Printausgabe der Tiroler Tageszeitung vom Mo, 29.04.2019


Bezirk Kitzbühel

Grüne fordern umfassendes Rad- und Gehwegkonzept

Die St. Johanner Grünen haben im Gemeinderat zahlreiche Vorschläge eingebracht. Der Verkehrsausschuss soll sich nun damit befassen.

Bei „Bärnstetten“ ist nur ein Schotterweg als Gehweg ausgewiesen, der gehört laut Gemeinderätin Maria Strele asphaltiert.

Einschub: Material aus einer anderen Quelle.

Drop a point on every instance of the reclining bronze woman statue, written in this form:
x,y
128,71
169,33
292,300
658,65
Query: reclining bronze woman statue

© Die Grünen St. JohannBei „Bärnstetten“ ist nur ein Schotterweg als Gehweg ausgewiesen, der gehört laut Gemeinderätin Maria Strele asphaltiert.



Von Michael Mader

St. Johann i. T. – Eineinhalb Jahr lang hat die Ortsgruppe der Grünen in St. Johann Themen für eine Verbesserung des Rad- und Fußgängerverkehrs in der Marktgemeinde gesammelt. Bei der jüngsten Gemeinderatssitzung wurde ein Antrag mit zahlreichen Verbesserungsvorschlägen eingebracht.

Darin fordern die Grünen u. a. die Erstellung eines tiefgehenden Rad- und Gehwegkonzepts für den ganzen Ort. „Neue Geh- und Radwege sollen umgesetzt, Risikostellen, ‚verendete‘ Gehsteige und Gehewege erhoben und ein Maßnahmenkatalog erstellt werden“, erklärt Gemeinderätin Maria Strele.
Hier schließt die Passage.